Vara touches on several other perspectives in her essay and ultimately concludes that AI lacks the human touch that separates art from product. This made me think of the tens of thousands of words I’ve read about AI over the past two years, and how few of them have talked about why readers read, and why writers write.
There are plenty of dangers with AI–the loss of creative opportunities for genuine artists, the commercialization of art, rich tech bros becoming richer off of stolen work and poor product, the degradation of literature and, ultimately, language, etc.–but one I haven’t seen grappled with is the loss of human-to-human connection. The reason I read and write is to connect with people. After language was invented, storytelling was one of the first things people did. What does it mean for our connections across time and distance if everything we read is partially or even fully a machine construct made up of recycled material?
The value of storytelling is in its perspective (something that Vara discusses in her essay), which, by its nature, is something AI cannot have regardless of how much data it is trained on. We read stories (or essays, or newspaper articles, or memoirs, or histories, or whatever) to immerse ourselves in a different perspective. Writing has always connected us. It’s how we know what it was like living in 1500s Spain. It’s how we know, in a very real, detailed way, what it was like to be a slave. It’s how we exchange information, ideas, and experiences. On more than one occasion writing has changed the world. These things happened because the person behind the writing synthesized their perspective, their experience, their morals, their humanity onto a page for others to pick up and see themselves in.

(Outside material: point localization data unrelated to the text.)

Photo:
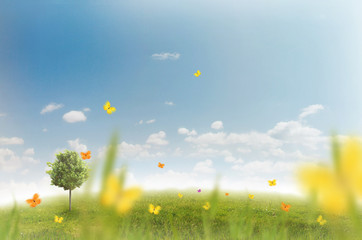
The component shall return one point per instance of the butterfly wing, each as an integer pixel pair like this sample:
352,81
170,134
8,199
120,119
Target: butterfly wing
151,208
107,105
111,110
157,210
197,73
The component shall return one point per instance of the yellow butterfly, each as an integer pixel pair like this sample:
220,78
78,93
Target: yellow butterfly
198,73
207,206
58,219
321,220
108,108
273,182
154,210
115,195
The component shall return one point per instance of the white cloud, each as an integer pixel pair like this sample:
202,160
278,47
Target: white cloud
128,150
208,138
217,125
74,116
51,107
205,152
253,139
165,56
10,161
29,152
296,133
132,151
312,109
178,152
204,167
11,141
262,167
157,138
170,179
185,131
230,158
243,150
77,146
151,121
169,103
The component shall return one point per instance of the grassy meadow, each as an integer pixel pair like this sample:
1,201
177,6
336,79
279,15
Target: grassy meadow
230,217
118,213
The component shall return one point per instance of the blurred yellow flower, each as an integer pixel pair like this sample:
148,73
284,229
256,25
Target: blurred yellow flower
334,189
154,210
321,220
207,206
115,195
58,219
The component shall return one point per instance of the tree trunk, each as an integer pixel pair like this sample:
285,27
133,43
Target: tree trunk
70,199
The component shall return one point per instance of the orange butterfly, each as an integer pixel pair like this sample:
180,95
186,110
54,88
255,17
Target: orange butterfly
285,207
35,201
85,155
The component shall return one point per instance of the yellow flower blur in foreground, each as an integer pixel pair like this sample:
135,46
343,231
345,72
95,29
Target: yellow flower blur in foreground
154,210
321,220
58,219
115,195
207,206
334,189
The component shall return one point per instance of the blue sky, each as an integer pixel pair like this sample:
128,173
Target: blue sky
262,63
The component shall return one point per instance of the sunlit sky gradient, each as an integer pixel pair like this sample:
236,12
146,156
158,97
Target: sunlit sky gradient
279,75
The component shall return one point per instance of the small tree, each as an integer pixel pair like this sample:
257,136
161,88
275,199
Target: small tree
68,171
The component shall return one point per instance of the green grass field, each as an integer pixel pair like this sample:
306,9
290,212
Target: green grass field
230,217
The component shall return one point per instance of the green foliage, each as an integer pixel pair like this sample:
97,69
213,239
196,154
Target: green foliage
236,217
68,171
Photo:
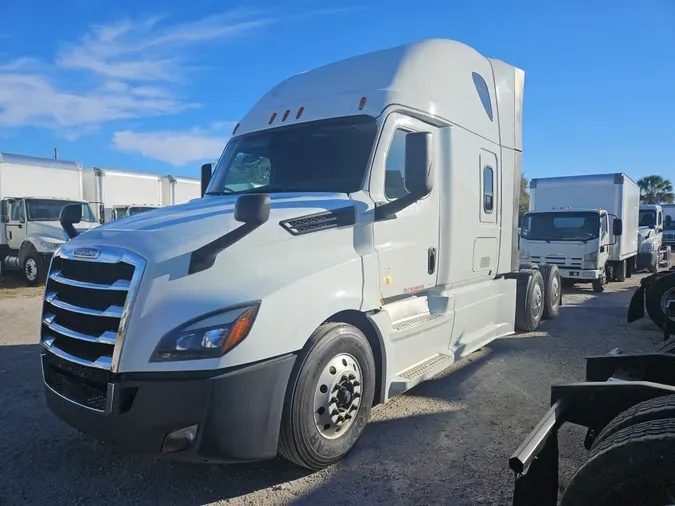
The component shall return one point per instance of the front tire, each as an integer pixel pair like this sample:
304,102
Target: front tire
32,269
329,397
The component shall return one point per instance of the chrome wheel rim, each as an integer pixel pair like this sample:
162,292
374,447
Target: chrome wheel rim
337,397
31,269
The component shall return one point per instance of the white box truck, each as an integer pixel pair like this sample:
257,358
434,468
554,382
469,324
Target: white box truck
654,253
574,222
374,245
179,190
115,194
32,193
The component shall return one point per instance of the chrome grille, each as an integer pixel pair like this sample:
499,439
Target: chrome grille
86,302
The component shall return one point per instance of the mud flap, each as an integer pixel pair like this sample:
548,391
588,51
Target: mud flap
636,308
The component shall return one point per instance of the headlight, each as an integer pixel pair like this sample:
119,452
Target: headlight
50,245
591,257
210,337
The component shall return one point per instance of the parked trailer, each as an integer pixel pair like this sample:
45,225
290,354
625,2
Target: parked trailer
179,190
32,193
586,225
116,194
271,319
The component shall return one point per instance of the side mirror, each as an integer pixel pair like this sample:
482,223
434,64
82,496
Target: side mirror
207,171
70,214
418,163
4,211
252,209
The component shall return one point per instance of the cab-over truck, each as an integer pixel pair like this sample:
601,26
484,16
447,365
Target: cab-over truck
373,246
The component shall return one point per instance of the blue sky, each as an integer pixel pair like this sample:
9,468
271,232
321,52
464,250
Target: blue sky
157,88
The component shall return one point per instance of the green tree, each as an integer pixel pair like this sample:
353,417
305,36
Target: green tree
656,190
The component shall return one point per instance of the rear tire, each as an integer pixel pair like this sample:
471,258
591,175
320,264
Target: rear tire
635,465
530,298
334,374
620,271
659,408
552,290
659,293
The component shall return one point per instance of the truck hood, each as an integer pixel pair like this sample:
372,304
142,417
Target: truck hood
170,232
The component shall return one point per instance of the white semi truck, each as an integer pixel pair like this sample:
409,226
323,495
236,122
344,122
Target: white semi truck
586,225
116,193
375,246
32,193
653,252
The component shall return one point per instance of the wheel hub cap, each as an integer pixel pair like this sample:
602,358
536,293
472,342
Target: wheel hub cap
337,398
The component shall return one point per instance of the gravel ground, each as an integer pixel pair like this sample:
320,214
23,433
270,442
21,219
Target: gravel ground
445,442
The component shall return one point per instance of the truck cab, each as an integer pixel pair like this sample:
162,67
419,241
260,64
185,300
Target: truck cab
33,233
652,253
357,237
576,240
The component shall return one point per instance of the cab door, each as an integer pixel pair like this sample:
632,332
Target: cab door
16,225
407,245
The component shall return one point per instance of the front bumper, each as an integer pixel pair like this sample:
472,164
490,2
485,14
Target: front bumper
647,259
237,411
580,274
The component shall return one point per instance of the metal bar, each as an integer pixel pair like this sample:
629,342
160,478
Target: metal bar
121,285
111,312
535,441
104,363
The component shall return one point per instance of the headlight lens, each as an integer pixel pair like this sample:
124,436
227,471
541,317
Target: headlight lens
591,257
50,245
205,339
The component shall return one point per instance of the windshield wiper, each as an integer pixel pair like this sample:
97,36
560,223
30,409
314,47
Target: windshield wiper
224,191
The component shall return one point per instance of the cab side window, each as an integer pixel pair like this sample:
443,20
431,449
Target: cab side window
394,176
16,211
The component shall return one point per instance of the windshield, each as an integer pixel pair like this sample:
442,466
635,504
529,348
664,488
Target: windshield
139,210
648,218
569,226
328,155
49,210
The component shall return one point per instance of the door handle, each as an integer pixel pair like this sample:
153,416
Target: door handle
432,260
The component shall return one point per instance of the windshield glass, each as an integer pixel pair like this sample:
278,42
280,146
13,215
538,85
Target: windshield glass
328,155
139,210
648,218
49,210
568,226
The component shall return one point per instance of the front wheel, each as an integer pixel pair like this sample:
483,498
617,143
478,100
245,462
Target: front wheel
32,269
329,397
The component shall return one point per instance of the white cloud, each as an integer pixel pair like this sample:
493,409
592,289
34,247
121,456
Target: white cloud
176,148
130,71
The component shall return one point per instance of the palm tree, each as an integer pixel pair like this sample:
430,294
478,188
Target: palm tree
656,190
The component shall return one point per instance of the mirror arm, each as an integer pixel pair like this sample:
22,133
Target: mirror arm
388,211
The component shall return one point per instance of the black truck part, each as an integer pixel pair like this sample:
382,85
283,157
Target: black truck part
614,383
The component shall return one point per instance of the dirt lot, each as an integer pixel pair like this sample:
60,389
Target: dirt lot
445,442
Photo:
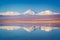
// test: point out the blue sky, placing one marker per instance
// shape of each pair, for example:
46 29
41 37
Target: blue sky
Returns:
23 5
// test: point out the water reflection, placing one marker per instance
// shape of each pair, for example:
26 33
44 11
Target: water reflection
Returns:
29 29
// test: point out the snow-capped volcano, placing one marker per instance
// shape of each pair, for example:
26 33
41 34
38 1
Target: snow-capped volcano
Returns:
29 12
47 12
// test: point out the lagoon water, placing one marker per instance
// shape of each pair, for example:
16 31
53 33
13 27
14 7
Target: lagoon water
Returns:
37 34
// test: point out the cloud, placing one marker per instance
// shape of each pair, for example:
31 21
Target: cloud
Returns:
47 12
10 13
28 29
10 27
47 29
29 12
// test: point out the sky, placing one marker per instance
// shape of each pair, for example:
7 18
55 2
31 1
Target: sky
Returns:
23 5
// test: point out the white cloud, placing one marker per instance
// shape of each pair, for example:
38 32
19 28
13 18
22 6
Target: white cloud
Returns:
47 12
47 29
29 12
10 13
10 27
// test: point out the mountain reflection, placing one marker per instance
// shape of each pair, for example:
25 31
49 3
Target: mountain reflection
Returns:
29 29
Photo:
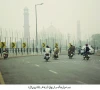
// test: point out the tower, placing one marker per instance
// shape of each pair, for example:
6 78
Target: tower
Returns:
78 34
26 23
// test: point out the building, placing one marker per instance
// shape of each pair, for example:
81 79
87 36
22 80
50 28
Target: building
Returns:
26 23
78 34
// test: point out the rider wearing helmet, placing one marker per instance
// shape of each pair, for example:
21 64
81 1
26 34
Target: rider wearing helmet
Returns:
86 49
47 50
56 51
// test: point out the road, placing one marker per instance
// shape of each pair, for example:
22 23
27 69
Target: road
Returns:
34 70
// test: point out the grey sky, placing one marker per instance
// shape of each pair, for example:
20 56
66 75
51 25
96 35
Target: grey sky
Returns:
63 14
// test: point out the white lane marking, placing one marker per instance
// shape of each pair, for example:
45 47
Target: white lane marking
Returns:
55 62
37 65
96 67
53 71
80 82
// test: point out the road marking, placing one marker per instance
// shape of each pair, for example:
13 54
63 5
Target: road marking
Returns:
53 71
55 62
80 82
37 65
97 68
1 79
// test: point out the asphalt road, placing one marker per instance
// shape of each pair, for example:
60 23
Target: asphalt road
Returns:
34 70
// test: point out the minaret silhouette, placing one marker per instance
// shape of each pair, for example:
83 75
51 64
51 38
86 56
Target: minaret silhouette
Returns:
26 23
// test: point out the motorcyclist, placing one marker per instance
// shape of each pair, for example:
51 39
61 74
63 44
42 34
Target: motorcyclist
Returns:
5 52
71 49
56 51
79 50
86 49
47 50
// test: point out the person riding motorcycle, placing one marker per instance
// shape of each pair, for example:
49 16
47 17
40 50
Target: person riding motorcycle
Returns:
71 49
47 50
56 51
79 50
5 52
86 49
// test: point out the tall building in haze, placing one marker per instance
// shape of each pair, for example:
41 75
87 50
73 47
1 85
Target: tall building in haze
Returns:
26 23
78 33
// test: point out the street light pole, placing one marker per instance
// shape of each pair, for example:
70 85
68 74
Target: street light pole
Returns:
36 23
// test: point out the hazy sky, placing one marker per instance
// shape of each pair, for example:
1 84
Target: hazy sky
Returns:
63 14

If authors start heavily using AI to generate their content, or if readers use AI to create individually tailored stories for themselves, eventually the only content AI will have to continuously train itself will be content generated by other AIs. This could realize and actual version of the dead internet. The experiences and perspectives that we’ll read in AI-generated literature will no longer reflect who we are. It may, at best, reflect who we were. But even that is probably a stretch.
I’m not one of those people that thinks AI has no place in authorial pursuits. I think it’s a tool that can be used well or can be used poorly. What worries me is the all or nothing thinking from the consumer, and the replacement mindset of the tech bros. My sole reason for reading and writing is to connect with other people. To learn from them, to understand them better, to feel like I’m not so alone.
I don’t want to see a future where that connection is lost.